Structuring considerations in an M&A deal
Mr Tomaras cited four main concerns that businesses should consider when structuring an M&A deal:
1. Buying shares or assets in the target company
Mr Tomaras said that there are numerous pros and cons of each and no two M&A deals are ever quite the same; however, vendors typically prefer selling their shares and buyers typically prefer acquiring assets.
“As a general rule, Australia’s capital gains tax laws tend to favour a sale of shares for the sellers creating a degree of tension between the interests of the buyer and the seller,” he said.
“However, the GST and state tax implications of the deal should also be considered by the parties.”
2. Are the entities ready for an M&A deal?

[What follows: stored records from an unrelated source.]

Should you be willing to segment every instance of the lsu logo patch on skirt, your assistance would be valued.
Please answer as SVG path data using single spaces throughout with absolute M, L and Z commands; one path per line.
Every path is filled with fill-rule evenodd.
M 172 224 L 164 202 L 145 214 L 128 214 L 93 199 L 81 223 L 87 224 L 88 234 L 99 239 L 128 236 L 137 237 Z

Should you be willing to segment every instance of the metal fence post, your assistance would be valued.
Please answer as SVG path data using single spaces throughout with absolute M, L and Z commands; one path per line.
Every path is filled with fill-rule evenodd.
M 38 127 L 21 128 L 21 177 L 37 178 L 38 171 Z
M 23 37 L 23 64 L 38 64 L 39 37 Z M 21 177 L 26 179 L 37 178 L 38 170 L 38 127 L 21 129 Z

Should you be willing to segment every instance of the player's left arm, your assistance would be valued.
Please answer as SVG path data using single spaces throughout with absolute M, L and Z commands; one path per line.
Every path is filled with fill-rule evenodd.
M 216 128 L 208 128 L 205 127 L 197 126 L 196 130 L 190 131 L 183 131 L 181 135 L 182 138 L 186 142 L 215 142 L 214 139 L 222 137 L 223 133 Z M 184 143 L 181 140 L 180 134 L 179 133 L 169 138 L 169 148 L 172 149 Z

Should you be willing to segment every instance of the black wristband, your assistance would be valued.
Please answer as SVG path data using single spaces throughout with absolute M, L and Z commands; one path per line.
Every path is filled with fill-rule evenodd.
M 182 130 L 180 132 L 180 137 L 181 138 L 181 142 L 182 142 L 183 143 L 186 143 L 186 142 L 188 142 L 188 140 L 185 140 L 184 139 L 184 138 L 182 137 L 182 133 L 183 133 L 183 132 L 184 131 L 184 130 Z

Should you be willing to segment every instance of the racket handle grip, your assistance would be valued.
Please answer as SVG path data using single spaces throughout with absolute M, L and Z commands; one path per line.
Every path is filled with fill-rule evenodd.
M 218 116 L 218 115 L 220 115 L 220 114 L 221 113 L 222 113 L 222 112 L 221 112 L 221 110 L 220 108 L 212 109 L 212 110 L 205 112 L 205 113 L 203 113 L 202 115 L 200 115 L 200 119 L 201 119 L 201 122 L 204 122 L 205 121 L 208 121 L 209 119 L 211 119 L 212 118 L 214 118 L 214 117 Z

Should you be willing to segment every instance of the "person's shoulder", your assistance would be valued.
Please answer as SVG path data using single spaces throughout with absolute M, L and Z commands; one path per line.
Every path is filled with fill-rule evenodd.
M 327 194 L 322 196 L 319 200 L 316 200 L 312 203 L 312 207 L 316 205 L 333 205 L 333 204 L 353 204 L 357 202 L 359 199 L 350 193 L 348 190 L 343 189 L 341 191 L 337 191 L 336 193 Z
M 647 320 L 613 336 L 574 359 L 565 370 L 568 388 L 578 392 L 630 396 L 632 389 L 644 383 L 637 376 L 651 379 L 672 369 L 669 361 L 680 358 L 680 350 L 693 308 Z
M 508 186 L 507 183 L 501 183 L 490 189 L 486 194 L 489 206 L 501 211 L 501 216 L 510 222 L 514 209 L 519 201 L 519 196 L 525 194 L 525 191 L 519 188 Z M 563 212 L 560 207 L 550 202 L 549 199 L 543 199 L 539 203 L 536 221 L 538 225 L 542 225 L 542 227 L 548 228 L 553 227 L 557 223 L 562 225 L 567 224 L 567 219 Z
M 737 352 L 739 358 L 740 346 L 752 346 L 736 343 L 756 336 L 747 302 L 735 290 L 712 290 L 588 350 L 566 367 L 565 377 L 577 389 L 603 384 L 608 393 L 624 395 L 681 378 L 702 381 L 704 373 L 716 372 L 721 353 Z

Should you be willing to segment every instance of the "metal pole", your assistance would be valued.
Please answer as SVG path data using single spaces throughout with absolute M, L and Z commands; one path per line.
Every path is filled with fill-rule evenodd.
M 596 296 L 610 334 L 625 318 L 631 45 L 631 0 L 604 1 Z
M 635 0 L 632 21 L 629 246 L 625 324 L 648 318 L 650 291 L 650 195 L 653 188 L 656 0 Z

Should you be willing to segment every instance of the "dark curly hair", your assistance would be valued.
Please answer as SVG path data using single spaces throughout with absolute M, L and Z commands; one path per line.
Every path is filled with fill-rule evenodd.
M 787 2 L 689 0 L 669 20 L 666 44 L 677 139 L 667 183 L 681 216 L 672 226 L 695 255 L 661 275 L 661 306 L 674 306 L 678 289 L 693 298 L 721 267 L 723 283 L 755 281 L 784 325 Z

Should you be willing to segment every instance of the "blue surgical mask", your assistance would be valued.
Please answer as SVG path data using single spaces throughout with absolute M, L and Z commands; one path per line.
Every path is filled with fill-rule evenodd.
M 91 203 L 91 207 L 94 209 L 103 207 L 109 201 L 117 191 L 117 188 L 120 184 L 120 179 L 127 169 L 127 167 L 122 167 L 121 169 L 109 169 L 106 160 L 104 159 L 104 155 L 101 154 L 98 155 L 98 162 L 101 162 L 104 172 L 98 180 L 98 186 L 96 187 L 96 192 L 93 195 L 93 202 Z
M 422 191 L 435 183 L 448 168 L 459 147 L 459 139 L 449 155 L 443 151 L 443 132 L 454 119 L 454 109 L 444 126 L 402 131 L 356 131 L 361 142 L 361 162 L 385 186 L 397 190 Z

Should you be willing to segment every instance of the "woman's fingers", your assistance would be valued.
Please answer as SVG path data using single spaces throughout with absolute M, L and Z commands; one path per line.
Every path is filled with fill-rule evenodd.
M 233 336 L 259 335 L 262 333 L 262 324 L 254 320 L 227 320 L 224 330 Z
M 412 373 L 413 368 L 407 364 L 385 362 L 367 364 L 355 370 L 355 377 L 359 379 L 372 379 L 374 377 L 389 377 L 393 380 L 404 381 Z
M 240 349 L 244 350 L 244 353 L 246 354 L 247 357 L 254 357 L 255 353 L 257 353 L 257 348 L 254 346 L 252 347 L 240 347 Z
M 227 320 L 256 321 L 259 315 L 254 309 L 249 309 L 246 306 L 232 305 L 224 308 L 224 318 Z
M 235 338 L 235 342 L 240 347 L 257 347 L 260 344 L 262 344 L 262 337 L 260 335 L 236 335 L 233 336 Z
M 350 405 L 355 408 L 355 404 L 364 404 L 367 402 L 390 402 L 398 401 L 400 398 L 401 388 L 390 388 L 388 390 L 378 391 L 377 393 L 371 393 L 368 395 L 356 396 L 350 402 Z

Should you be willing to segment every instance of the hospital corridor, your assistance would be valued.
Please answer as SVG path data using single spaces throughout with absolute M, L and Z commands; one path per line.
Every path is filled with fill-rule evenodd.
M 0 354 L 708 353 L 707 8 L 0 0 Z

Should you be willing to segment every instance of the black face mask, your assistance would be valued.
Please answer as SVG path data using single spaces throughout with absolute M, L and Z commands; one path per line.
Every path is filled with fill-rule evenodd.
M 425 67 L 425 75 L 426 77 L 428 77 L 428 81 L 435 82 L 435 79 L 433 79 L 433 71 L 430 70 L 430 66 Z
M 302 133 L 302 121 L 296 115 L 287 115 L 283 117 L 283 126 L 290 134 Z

Mr Tomaras believed the biggest mistake businesses make is that they are underprepared for an M&A deal.
“You wouldn’t sell your house without making sure it’s ready for inspection, and it’s the same in a business deal. Acquirers and target entities need to make sure their legal and financial affairs are up to date and that all federal and state tax returns are in order.”
According to Mr Tomaras, buyers often conduct due diligence on the seller, too, as they want to know their business and staff are going to be in good hands.
“A good idea is to get the company advisers to undertake a high-level health check of the business before any M&A activities commence,” he said.
“Directors of companies also need to be aware that they may be personally liable for certain past tax liabilities of a target company.”
3. Effect on tax losses of the deal
Mr Tomaras said Australia’s income tax laws contain detailed rules as to the usage of company tax losses.
“Tax losses — whether of a revenue or a capital nature — can be valuable assets to a buyer of a company. Typically, the so-called ‘continuity of ownership’ test will be failed on an acquisition of the target company,” he said.
“Even though the ‘continuity of business’ test is available regarding the future use of the losses, this is a more difficult test to satisfy, and care is required in what business improvements and changes in personnel are made in the target company.”
4. The allocation of consideration over the assets acquired
One of the most contentious issues particularly on a future ATO audit, according to Mr Tomaras, is the allocation of consideration against the assets acquired.
He said this is an area of interest both to business and taxation authorities alike as, for example, tax depreciation is based on the acquisition cost of an asset.
“Likewise, there may be different tax outcomes for both GST and state taxes based on the allocation of consideration to the assets acquired,” Mr Tomaras said.